Si bien se mira, un virus es muy poca cosa. No se ve, es impalpable, nada hace sospechar su presencia, pero en su origen la palabreja significó ponzoña, lo que ya da una pista para comprender sus efectos perniciosos. Y eso es lo alarmante: no se ve, es como un sutil puñal invisible que te puede matar.
La ciencia médica, conocedora de sus estragos, viene desarrollando contra medidas que neutralicen su toxicidad asesina, y con todo, el virus, avisado y artero, desarrolla procesos de adaptación a los antídotos que inventa el hombre, y rescatada su virulencia, prosigue con su empresa mortífera con furtiva y subrepticia villanía.
El virus, por su malévola manera de inocular su oscuro veneno en las entrañas del hombre, bien merece el dicterio de doctor en perversidad, que es el nobel de la malicia.
Hay otros virus cuya existencia y finalidad no tienen racional explicación.
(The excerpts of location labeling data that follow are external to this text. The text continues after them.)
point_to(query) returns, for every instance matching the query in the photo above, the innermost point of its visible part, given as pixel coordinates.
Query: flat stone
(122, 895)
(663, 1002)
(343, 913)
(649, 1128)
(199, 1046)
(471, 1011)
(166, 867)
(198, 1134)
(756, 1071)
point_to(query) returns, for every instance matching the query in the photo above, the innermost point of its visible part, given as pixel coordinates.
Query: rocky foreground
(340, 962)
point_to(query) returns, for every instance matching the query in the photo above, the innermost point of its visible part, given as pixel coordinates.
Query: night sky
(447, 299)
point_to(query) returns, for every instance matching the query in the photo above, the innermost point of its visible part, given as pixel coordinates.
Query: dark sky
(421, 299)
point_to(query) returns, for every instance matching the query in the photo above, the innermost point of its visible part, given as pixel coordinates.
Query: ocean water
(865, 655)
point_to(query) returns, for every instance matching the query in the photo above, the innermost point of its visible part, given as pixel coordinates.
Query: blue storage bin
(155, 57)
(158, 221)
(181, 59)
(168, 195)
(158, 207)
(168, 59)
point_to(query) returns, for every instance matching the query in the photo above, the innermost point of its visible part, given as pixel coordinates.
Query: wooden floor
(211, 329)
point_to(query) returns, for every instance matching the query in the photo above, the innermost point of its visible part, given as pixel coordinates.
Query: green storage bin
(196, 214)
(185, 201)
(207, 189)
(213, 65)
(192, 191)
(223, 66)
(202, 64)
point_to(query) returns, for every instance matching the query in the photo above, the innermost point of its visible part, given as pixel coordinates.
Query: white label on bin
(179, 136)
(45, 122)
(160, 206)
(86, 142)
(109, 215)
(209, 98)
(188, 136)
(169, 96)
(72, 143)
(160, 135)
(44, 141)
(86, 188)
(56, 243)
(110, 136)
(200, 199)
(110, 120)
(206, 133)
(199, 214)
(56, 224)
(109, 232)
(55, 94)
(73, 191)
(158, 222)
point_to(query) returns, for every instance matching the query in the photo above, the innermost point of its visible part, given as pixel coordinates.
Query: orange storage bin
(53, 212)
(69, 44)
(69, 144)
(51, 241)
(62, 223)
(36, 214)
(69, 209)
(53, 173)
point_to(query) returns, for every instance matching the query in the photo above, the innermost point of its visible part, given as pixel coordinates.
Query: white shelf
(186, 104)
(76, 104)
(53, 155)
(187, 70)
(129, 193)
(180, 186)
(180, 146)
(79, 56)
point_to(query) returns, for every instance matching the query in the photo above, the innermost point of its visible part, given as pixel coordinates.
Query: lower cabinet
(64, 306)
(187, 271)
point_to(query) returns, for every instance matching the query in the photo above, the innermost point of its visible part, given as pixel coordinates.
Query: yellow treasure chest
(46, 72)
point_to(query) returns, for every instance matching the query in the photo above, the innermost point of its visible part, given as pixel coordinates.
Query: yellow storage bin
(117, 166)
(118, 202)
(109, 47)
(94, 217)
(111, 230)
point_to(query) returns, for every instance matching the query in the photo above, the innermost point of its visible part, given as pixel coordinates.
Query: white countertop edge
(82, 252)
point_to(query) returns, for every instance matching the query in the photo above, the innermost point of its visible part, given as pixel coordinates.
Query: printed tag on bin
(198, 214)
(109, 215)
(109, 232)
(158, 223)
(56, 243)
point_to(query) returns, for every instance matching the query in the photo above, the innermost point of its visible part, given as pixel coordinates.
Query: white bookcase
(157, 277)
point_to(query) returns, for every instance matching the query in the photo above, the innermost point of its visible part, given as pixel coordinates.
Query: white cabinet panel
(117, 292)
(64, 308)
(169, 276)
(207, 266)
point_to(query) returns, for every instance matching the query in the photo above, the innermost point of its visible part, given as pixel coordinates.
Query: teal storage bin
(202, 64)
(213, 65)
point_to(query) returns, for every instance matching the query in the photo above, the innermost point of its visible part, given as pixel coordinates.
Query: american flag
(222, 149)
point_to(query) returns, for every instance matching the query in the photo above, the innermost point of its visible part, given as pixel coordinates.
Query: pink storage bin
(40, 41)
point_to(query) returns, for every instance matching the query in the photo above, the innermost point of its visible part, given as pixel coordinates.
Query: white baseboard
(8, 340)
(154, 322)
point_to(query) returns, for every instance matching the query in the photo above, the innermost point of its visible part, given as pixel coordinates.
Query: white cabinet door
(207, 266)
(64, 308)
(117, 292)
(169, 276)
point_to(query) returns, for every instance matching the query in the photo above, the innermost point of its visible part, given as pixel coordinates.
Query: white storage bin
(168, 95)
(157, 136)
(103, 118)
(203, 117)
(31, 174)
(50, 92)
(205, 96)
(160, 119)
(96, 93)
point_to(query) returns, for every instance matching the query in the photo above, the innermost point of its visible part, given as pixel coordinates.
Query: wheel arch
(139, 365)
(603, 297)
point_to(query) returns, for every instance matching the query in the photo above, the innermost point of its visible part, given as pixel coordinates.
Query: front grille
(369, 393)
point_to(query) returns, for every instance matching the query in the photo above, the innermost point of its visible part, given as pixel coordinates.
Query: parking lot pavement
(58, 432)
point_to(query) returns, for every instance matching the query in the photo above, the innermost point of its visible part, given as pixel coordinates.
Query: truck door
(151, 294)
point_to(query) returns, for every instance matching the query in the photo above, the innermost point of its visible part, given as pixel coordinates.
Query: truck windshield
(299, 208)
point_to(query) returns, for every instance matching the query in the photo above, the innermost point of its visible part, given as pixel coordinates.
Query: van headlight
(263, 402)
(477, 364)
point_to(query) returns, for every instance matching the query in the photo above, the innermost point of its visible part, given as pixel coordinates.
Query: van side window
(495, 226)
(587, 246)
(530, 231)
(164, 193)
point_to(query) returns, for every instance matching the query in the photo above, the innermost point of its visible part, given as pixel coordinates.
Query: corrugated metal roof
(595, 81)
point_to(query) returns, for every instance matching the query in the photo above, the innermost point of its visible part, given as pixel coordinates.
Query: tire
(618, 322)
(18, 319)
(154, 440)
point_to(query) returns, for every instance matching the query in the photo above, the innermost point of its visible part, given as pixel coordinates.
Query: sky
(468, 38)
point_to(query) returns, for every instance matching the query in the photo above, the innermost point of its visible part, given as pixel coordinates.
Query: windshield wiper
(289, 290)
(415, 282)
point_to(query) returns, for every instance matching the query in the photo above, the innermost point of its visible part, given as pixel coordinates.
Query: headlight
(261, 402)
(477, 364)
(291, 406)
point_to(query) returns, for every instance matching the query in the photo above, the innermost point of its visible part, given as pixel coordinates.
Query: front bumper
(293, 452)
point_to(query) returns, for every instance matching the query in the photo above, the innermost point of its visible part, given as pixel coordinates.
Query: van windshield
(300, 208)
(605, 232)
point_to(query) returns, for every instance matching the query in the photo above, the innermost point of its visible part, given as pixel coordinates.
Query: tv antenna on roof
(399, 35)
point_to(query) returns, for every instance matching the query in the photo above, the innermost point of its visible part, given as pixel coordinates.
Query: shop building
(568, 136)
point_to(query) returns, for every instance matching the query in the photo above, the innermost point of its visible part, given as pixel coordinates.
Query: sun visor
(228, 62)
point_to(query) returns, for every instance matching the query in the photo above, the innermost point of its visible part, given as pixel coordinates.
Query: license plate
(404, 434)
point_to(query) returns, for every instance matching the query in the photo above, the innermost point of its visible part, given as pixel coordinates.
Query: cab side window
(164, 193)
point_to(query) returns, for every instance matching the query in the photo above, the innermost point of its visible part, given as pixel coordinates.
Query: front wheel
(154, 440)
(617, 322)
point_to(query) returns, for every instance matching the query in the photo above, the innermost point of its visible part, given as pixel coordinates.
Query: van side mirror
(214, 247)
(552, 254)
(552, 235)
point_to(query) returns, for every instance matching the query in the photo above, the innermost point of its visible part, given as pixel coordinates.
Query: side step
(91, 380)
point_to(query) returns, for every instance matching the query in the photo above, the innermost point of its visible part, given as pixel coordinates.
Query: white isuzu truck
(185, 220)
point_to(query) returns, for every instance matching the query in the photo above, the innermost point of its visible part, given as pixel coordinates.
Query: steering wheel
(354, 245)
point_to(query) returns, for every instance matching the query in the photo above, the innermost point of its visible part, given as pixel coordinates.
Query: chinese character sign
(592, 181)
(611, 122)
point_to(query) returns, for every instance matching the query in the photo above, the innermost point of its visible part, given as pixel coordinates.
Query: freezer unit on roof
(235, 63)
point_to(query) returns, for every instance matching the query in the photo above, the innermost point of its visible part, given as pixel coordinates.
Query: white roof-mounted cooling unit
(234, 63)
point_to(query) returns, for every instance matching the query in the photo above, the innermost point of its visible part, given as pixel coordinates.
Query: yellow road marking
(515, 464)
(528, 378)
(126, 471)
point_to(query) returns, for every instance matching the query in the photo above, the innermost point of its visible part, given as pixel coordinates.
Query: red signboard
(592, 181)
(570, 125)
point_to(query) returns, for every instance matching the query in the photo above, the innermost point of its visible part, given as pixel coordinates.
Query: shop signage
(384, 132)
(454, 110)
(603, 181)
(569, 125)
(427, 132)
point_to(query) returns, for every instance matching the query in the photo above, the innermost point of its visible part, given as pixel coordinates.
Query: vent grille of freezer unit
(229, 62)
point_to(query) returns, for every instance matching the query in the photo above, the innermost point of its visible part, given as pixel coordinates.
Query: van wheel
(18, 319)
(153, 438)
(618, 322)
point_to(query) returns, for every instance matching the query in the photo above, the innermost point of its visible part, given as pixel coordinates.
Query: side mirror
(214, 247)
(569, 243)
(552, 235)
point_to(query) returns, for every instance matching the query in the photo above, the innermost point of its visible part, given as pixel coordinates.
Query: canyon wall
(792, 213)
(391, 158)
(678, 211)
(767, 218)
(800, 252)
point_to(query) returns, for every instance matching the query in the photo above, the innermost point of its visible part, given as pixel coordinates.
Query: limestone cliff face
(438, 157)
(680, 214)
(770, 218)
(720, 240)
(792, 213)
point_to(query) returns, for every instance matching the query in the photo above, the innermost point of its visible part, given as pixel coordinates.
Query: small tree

Son los virus informáticos, esos programillas ocultos urdidos por personas sin conciencia para instalarse en los instrumentos de trabajos del hombre, inutilizándolos, al tiempo que destruyen el valiosos material e insustituible trabajo desarrollado con ellos.
Aquí la perversidad hay que trasladarla a la mano aleve que calculó tanto daño, y esto es lo grave, porque no se entiende bien qué extraño beneficio puede redundarle a cambio al agresor. Es el colmo del disparate. El disfrute del mal por sí mismo. El orgullo estúpido de saber que su malicia es poderosa. No está lejos del pirómano, del lunático y del terrorista.
Lamento que los esfuerzos por descubrirlos y enjuiciarlos resulte tan poco efectivo.